House passes bill cutting aid to PA over funding of terrorists

Rep.Ed Royce (C) and Rep. Eliot Engel. (AP/J. Scott Applewhite)

The House passed the Taylor Force Act with bipartisan support, cutting all funding to the Palestinian Authority until it stops financially rewarding terrorists. 

By: AP and World Israel News Staff

The House easily approved legislation Tuesday that would restrict financial aid that directly benefits the Palestinian Authority (PA) until it takes credible steps to end what lawmakers say is a practice of rewarding Palestinians who kill Americans and Israelis.

The legislation reflects bipartisan outrage over what members of Congress have called a “pay to slay” program endorsed by the PA.

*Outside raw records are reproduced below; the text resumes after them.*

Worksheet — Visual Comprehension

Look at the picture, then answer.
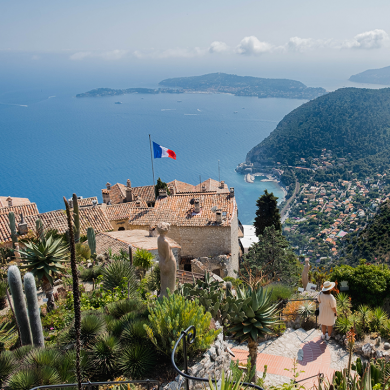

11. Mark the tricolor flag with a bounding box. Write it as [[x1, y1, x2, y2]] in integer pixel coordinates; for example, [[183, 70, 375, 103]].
[[153, 141, 176, 160]]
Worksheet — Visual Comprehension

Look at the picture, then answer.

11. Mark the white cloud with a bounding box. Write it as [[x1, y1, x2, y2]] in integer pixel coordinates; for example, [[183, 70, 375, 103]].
[[209, 41, 230, 53], [133, 47, 207, 59], [69, 50, 128, 61], [285, 37, 319, 52], [341, 29, 389, 50], [236, 35, 273, 56]]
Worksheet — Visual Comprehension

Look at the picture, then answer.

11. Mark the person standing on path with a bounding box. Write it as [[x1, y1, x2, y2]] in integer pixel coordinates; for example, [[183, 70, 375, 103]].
[[317, 282, 337, 340]]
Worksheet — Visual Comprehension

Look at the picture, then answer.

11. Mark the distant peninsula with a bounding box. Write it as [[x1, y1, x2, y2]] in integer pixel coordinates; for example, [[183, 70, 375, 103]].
[[349, 66, 390, 85], [76, 73, 326, 100]]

Rep. Ed Royce (R-CA), the House Foreign Affairs Committee chairman, said the program “incentivizes terrorism.”

“This perverse pay-to-slay system uses a sliding scale: the longer the jail sentence, the greater the reward,” Royce said. “The highest payments go to those serving life sentences – to those who prove most brutal.”

The committee’s top Democrat, Rep. Eliot Engel of New York, said the so-called martyr payments are “downright disgusting” and undermine the potential for a two-state solution to the Israeli-Palestinian conflict.

The legislation is named after American war veteran Taylor Force, who was stabbed to death in a Palestinian terror attack that left 10 others wounded in Jaffa last in March 2016. Force, 29, served tours of duty in the US Army in Iraq and Afghanistan and was a graduate of the prestigious West Point Military Academy. He was in Israel as part of a Vanderbilt University trip.

“He was a young man with big dreams and loads of potential,” Royce said.

Palestinian officials claim the payments are meant for welfare, but this claim has been debunked. Real welfare subsidies are in fact part of a separate budget.

The US government financially supports the Palestinians in a variety of ways, including paying certain debts held by the PA and underwriting programs for which the PA would otherwise be responsible, according to the House legislation.

The bill states US money may only be made available if the State Department certifies the Palestinians are serious about ending “acts of violence against Israeli citizens and United States citizens that are perpetrated or materially assisted by individuals under their jurisdictional control.”

The PA is also required to revoke any laws or regulations authorizing the payments to terrorists or their families and must publicly condemn the acts of violence, according to the bill. Under PA law, the more heinous the act of terror committed, the greater the reward.

The Senate Foreign Relations Committee passed a separate version of the Taylor Force bill in early August.